The court filing claims that Kaufman told a Macy's representative that they were "in discussion with a very 'prominent online retailer,'" leading the complaint to state, "There was little doubt that [he] was talking about Amazon on the call," and that "Amazon and other online retailers are direct competitors of Macy's. If Amazon or another competitor were to advertise on the billboard, the negative impact on Macy's would be immeasurable."

However, a spokesperson for Kaufman told the Post that the advertiser is not Amazon—"While the restrictive covenant will be up to a judge to make a decision, we want to make it clear that we’ve had no communication or negotiations with Amazon relating to the 1313 Broadway space."

The billboard, which is currently a Macy's shopping bag, occupies a prominent corner of 34th Street and Broadway, and is featured heavily in Macy's Thanksgiving Day parades (which, this year, will be returning in full).

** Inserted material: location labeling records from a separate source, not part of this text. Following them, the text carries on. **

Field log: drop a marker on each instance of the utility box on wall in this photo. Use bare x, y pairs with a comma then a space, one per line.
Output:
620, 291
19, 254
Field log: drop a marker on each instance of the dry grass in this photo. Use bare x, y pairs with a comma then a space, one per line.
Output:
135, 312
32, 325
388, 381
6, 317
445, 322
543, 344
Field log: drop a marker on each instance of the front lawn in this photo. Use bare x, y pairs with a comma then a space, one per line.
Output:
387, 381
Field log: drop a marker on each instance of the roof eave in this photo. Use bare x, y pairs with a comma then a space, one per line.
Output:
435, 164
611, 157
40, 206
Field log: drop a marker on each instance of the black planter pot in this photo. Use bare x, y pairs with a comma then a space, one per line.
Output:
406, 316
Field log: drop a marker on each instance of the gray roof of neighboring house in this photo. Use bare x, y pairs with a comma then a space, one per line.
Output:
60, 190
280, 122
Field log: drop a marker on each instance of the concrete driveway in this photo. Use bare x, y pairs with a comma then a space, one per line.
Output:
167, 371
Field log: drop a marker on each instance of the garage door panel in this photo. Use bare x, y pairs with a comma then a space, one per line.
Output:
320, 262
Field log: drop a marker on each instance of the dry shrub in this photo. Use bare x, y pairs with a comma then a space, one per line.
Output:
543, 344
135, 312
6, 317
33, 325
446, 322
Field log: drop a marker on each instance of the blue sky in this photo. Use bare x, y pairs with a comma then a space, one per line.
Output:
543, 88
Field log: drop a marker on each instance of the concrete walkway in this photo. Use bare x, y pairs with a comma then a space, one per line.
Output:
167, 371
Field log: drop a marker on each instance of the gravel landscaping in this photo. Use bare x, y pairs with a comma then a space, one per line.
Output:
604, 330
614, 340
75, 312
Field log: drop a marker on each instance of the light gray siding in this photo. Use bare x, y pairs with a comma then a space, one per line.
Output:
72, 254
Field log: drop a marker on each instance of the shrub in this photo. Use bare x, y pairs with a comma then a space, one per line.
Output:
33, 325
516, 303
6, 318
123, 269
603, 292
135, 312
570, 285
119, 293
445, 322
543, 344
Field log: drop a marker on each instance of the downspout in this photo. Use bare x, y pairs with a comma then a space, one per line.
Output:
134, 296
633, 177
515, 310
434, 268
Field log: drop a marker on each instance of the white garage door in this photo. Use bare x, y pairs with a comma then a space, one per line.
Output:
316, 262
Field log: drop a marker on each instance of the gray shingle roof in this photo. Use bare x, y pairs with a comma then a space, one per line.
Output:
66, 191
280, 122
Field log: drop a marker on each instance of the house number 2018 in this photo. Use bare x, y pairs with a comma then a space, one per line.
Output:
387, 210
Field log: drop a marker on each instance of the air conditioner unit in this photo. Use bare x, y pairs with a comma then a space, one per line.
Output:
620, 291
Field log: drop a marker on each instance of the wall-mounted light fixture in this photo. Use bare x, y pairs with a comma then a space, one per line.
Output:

While Macy's takes up the block between Broadway and 7th Avenue and 34th and 35th Streets, the corner of 34th and Broadway has a small retail building—currently a Sunglass Hut—along with the billboard that Macy's doesn't own. That building was actually bought in 1901 by a then-competitor of Macy's, Harry Siegel of Siegel-Cooper, in hopes that he could use it as leverage in a real estate deal to acquire Macy's old 14th Street space. Well, Macy's refused to buy the Herald Square corner lot from Siegel, and this spite building emerged.

“It’s a funny irony that a building with this kind of history would come back and be a problem more than a century later," Andrew Alpern, who wrote a book about so-called holdout buildings in New York City, told the Post. “Macy’s has not had a good record with holdouts. They just don’t seem to be too good at negotiating with their neighbors."